On this page

Analyzing Nature Imagery in Tang Poetry Using LDA Thematic Modeling

By: Xiaoyi Dong 1
1China University of Petroleum (Beijing) Karamay, Karamay, Xinjiang, 834000, China

Abstract

In this study, a corpus selected from All Tang Poems was collected, and the information in the text about the study of this paper was extracted through data cleaning, de-duplication and other operations. The LDA topic model is used to classify the topics of Tang poems according to the topic words appearing in the poems. Combined with the TF-IDF algorithm, the probability distribution of natural imagery themes in Tang poems is calculated. By analyzing the emotional indexes of different natural imagery themes in Tang poems, the emotional characteristics embodied by the author in the poems are studied.

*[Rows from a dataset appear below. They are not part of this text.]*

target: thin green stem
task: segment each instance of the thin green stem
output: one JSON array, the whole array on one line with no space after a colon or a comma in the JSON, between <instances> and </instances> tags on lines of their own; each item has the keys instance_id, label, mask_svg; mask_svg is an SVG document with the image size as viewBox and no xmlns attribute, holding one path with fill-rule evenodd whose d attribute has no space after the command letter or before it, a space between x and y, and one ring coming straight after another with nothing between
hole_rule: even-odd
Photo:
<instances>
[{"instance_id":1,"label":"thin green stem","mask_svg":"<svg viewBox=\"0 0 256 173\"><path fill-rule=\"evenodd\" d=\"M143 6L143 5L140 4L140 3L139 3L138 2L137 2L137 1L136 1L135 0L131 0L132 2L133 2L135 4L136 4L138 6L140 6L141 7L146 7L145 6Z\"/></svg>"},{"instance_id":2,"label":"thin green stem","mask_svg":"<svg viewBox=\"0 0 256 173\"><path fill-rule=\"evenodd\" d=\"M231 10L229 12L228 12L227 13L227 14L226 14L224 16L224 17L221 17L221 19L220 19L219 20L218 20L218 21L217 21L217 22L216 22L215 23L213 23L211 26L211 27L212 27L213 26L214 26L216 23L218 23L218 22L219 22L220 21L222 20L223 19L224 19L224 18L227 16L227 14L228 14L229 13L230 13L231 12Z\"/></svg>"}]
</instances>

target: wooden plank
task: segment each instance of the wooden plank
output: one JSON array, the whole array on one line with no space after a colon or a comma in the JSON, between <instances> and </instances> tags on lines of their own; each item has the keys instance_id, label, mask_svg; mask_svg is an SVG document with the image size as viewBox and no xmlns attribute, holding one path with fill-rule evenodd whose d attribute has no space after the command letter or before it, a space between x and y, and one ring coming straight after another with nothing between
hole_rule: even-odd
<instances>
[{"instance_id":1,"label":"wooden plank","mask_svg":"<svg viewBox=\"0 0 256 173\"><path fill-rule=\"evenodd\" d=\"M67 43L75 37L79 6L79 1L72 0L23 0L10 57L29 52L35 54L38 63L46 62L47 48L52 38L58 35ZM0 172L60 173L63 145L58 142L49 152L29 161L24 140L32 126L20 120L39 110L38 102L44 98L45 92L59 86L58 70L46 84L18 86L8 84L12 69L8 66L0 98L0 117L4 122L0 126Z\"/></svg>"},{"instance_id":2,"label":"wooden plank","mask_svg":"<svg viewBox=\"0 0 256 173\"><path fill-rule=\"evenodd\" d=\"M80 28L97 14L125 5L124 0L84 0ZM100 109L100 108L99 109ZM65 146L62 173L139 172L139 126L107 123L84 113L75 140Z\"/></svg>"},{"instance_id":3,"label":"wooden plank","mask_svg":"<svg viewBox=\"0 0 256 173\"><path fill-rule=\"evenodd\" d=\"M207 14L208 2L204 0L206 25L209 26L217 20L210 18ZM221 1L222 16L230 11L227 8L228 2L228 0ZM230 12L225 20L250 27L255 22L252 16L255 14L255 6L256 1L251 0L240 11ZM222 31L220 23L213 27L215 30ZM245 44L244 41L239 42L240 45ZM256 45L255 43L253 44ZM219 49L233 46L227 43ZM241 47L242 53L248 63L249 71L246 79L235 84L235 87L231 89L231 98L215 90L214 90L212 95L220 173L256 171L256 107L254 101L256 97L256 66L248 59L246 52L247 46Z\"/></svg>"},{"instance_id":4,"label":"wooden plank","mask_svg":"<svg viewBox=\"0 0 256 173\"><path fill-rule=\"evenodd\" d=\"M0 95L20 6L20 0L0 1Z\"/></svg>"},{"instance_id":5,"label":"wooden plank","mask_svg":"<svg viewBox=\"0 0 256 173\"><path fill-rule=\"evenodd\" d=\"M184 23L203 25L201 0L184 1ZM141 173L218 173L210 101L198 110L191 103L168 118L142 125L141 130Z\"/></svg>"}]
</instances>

In this paper, the LDA method is used to categorize the themes of Tang poems more accurately, and the theme words contained under each Tang poem theme are closely related. TF-IDF can be used to effectively determine the themes of Tang poems, such as the probability distributions of “natural imagery” and “wandering the world” in “The End of Spring”, which are 0.214 and 0.550, respectively. In Tang poetry, the theme of “natural imagery” had the lowest positive affective index of “cold rain” (0.17), and “pine and cypress” had the highest positive affective index of 0.83. In Tang poems, the high-frequency words related to the artistic conception of mountains are “moon”, “rain”, “smoke”, etc., which appear more than 15 times, which verifies the applicability of the LDA model in the text mining of Tang poems.